I dreaded the influence of “All the President’s Men” had on young people who thought journalism would be a “cool” course of study. They could dream of becoming Robert Redford or Dustin Hoffman. I feared the journalism market would become crowded by the time I got back to my studies after my hiatus brought on by low grades -- in other subjects -- and the draft.

However, after getting my degree, I did not become a reporter. The profession seemed to be more people oriented than I cared to practice. I liked the research part of it more so than the interviewing and questioning of either friendlies or unfriendies. I don’t do journalism unless you believe that journalism is the study of writing for your audience, in which case, I do by writing technical reports and evaluations for bureaucrats. However, purest would say that is not journalism.

And then along came blogs. Look at me Mom, I’m a columnist! I’ve got a byline.

In any case, the chill in enthusiasm for journalism in young people may be the shift away from the idealism brought on by Woodward’s book and the movie. (Who wouldn’t want to have a shadowy Hal Holdbrook as a source? Sorry Mr. Felt, you’re no Hal Holdbrook.) That and the right wing campaign to paint anything in the MSM that doesn’t agree with them as liberal bias may have had an impact in young people’s mines. You know, if you are far enough to the right, the center looks liberal to you; objectivity is seen as bias; the truth as a smear.

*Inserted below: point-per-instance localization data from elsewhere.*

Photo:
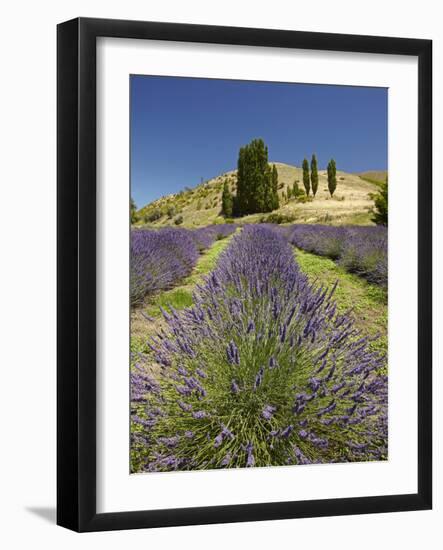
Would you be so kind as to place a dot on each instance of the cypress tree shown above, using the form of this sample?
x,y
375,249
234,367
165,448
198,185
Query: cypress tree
x,y
314,175
227,202
332,176
134,216
381,205
274,188
306,181
254,185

One day, people are going to wake up and realize they are being lied to by right wing extremist and for selfish reasons -- not all the people but enough of the people.

Jay, as your post argues, there is much that is wrong with journalism. However, it is nothing so noble as partisan politics. The competition for the news consumer and personal ambition can and has lead to many failures in professionalism which, as part of the terrain, are aired in public for all to see. This washing and exposure of dirty laundry may give journalism the appearance of the same taint as business had in the 1960’s when the capitalist dream appeared more like some gross exploitation instead of recognizing the latest disclosures as the shake out of bad journalism.

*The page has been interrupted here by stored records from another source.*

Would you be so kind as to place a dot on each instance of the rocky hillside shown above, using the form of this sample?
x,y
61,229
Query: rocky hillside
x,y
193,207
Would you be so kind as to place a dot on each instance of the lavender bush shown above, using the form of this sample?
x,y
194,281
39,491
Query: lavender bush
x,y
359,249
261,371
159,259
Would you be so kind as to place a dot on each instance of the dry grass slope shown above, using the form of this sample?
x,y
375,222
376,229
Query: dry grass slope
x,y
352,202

To me, the worse offence is the use of unnamed sources. I was taught that no bit of information should be used that is not attributed to some source. In Washington, this is especially ignored -- which is in violation of a journalistic rule since the most important newsbyte in a story like this is why the bit of information was leaked. I can understand why it’s published. A juicy bit of un-attributed news that would move the story onto the front page, above the fold, or lead off the broadcast is hard to resist. Reporters will always maximize their position; it is the duty of editors to see that first draft of history is accurate and in context as much as possible.

And who comes to the rescue to see that what is taught in schools, bragged about at seminars and ensconced in pundits is actually fulfilled: blogs. Blogs may be the savior of journalism more than any letters to the editor, ombudsmen or previous forms of feedback such as tar and feathers could ever hope to be.

By the way, have you thought about other disciplines and the dislocation between what is taught and what is practice? The medical field? Law enforcement? Political Science? Are journalists better or worse than these in practicing what they were preached? Context anyone?